AMP-RNNpro has been constructed with optimal probabilistic features from eight feature encoding techniques. Hence, it has delivered a more robust and precise performance compared to the previous predictors. Following recent studies, a model interpretation by illustrating the impacts of the probabilistic features on performance has been accomplished using SHAP30. In Fig. 7, the illustration demonstrates the top 20 features based on their overall impact on the outcome of our model.

Figure 7
figure 7

Features importance on top 20 features.

In Fig. 7, best six models based on AAC and ASDC, CKSAAGP features indicate their most significant contribution in the detection of AMPs. The remaining 2 spots of the top 20 have been taken by models based on the NMBroto feature encoding technique. So, it dictates that the compositional features of AAC and ASDC play a vital role in the detection and development of medications. Wang et al. previously conducted AAC, the amino acid composition and ASDC which represents the amino acid chain. The authors stated that these two features have significant potential for drug discoveries and peptide identification60. Kabir et al. also mentioned that the AAC feature is more impactful in detecting AMPs61. Park et al. proposed an antimicrobial function: anticancer prediction tools, The study found that CKSAAGP was one of the most important features for predicting the anticancer62. As a result, it can be apprehended that the further exploration of these features holds greater possibilities both in detection and drug discovery.

Website implementation

We have implemented a website of our model to predict the AMPs. The interface of our prediction tool is shown in Fig. 8.

Figure 8
figure 8

AMP-RNNpro framework’s website. Demonstrates a input box, example button, predict button and outcome of the AMPs.

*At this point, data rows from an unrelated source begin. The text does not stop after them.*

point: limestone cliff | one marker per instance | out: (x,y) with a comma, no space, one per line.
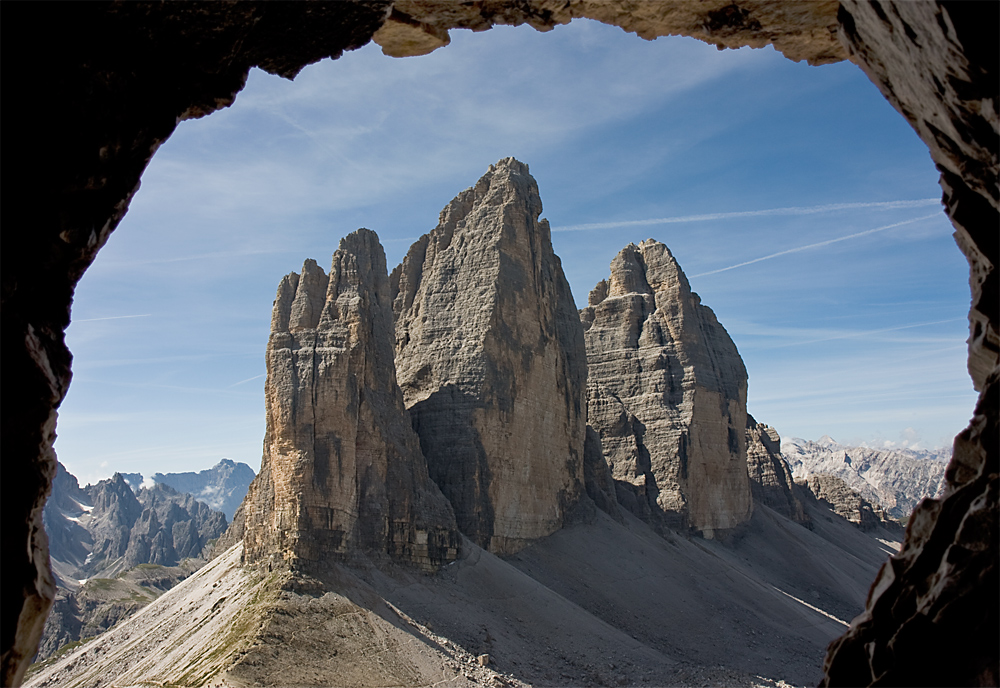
(667,394)
(342,470)
(490,357)
(771,481)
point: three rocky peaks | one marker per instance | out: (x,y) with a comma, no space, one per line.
(452,396)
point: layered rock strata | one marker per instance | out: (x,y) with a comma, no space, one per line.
(667,395)
(771,481)
(342,470)
(490,357)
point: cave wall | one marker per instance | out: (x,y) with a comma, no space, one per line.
(95,88)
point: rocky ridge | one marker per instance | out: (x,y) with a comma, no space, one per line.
(342,471)
(894,479)
(491,361)
(667,395)
(848,503)
(113,551)
(104,529)
(222,487)
(771,480)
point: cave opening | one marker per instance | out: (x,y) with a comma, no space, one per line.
(738,154)
(96,83)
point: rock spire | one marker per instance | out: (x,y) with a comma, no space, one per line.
(342,469)
(667,395)
(491,360)
(771,479)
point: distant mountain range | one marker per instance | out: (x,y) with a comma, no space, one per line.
(897,479)
(116,546)
(222,487)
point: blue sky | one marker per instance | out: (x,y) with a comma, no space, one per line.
(844,292)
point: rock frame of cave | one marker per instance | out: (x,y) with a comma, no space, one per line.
(99,86)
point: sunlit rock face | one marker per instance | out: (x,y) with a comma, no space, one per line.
(934,62)
(667,394)
(771,479)
(490,357)
(342,470)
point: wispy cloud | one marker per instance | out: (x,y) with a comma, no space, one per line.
(818,244)
(112,317)
(767,212)
(249,379)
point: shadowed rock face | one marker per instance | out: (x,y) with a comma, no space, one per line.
(490,357)
(667,394)
(847,502)
(770,475)
(342,470)
(108,83)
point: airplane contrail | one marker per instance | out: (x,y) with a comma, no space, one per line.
(802,210)
(113,317)
(817,245)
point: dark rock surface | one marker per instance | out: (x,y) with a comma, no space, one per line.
(666,393)
(771,479)
(490,358)
(342,471)
(938,64)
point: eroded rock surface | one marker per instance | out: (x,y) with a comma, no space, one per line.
(771,480)
(896,480)
(667,395)
(490,357)
(846,502)
(801,31)
(342,470)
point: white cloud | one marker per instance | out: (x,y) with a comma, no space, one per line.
(818,244)
(768,212)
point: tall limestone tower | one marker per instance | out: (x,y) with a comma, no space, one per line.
(667,393)
(491,360)
(342,470)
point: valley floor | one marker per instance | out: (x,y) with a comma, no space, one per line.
(598,603)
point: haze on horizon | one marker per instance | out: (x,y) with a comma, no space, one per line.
(802,207)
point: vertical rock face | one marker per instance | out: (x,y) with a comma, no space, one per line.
(342,469)
(771,481)
(490,357)
(667,394)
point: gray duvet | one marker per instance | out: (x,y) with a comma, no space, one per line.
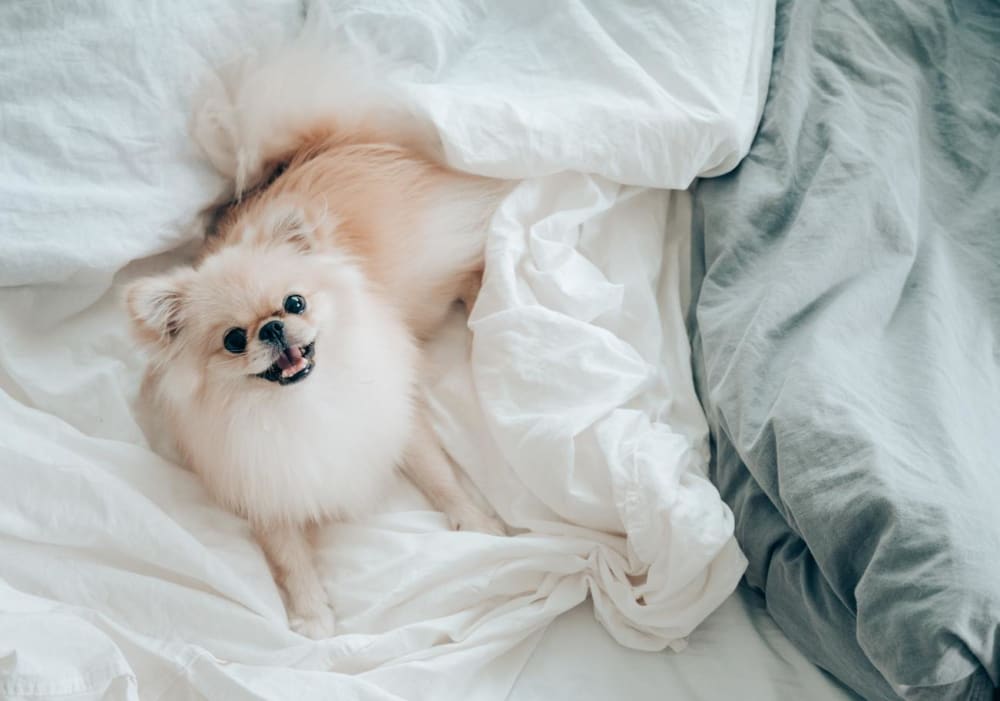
(847,342)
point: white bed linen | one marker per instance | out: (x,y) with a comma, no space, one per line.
(571,406)
(736,653)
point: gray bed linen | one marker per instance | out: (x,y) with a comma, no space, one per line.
(846,332)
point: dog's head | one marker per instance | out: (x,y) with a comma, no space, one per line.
(248,315)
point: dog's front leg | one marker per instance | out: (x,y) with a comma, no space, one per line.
(292,557)
(428,466)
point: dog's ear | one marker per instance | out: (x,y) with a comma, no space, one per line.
(290,227)
(156,305)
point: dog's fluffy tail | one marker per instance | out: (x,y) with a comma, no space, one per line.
(256,112)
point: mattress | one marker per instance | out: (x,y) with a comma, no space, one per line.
(566,398)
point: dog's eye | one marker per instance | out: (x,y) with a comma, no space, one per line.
(235,340)
(295,304)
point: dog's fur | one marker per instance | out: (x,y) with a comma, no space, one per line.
(344,207)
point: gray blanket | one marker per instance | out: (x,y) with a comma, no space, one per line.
(847,342)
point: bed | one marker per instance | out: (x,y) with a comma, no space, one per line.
(566,397)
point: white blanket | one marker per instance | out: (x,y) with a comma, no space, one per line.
(569,404)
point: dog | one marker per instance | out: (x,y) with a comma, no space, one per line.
(285,361)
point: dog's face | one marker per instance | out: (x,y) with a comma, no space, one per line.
(246,317)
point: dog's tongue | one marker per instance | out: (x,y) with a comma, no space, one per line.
(291,361)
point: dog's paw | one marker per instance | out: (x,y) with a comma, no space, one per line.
(472,519)
(317,625)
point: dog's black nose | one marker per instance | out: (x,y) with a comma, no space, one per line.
(273,332)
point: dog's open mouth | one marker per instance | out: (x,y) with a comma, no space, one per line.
(294,363)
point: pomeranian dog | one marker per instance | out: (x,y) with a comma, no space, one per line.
(285,362)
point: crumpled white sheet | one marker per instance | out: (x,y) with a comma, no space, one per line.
(570,406)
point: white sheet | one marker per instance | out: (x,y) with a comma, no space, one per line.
(571,407)
(736,653)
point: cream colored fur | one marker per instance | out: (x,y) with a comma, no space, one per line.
(380,240)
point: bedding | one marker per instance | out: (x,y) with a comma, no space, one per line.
(738,652)
(569,405)
(848,318)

We have designed a simple interface that is easier to understand and efficient to use for detecting AMPs with proper functionalities. Initially, an input section is given, allowing a user to provide sequences in FASTA format for AMP prediction of the AMPs. Below the input section are two buttons: ‘Predict’ and ‘Example’. After clicking the ‘Predict’ button, it shows the prediction result in the output box. The output is shown in the following First-In-First-Out (FIFO) format. When the user presses ‘Example’ button it will give some sequences in the input section. The output will be shown as positive for the active AMPs and negative for the inactive-AMPs. Additionally, if the given sequences contain any unnecessary numbers or strings then the excessive numbers or strings will be excluded while the prediction and the result will be provided for the clipped sequences. Our prediction tool can be found at http://13.126.159.30/.

Conclusion

A robust and novel method, named AMP-RNNpro, has been developed for detecting AMPs based on eight features of different criteria, additionally providing insights into the features that play a dominant role in the detection. The proposed model comprises compositional, positional, and physiochemical, as well as other properties for detecting AMPs with high accuracy and precision. Our recommended method is novel as the probabilistic features possess more innate abilities to distinguish AMPs. Thus, it analyzes AMPs more swiftly, instantly identifying if they have anti-characteristics and categorizing the features. In healthcare institutions, it is crucial for efficiently and rapidly appraising patient medication. We have built a user-friendly website to predict the AMPs with our proposed model.

To increase the precision and efficiency of AMP identification, future studies are needed to explore new feature encoding methods and ensembled deep neural networks feature selection techniques that may help in measuring the contribution of each feature encoding technique in discerning AMPs from non-AMPS considering the incorporation of larger datasets from the medical field.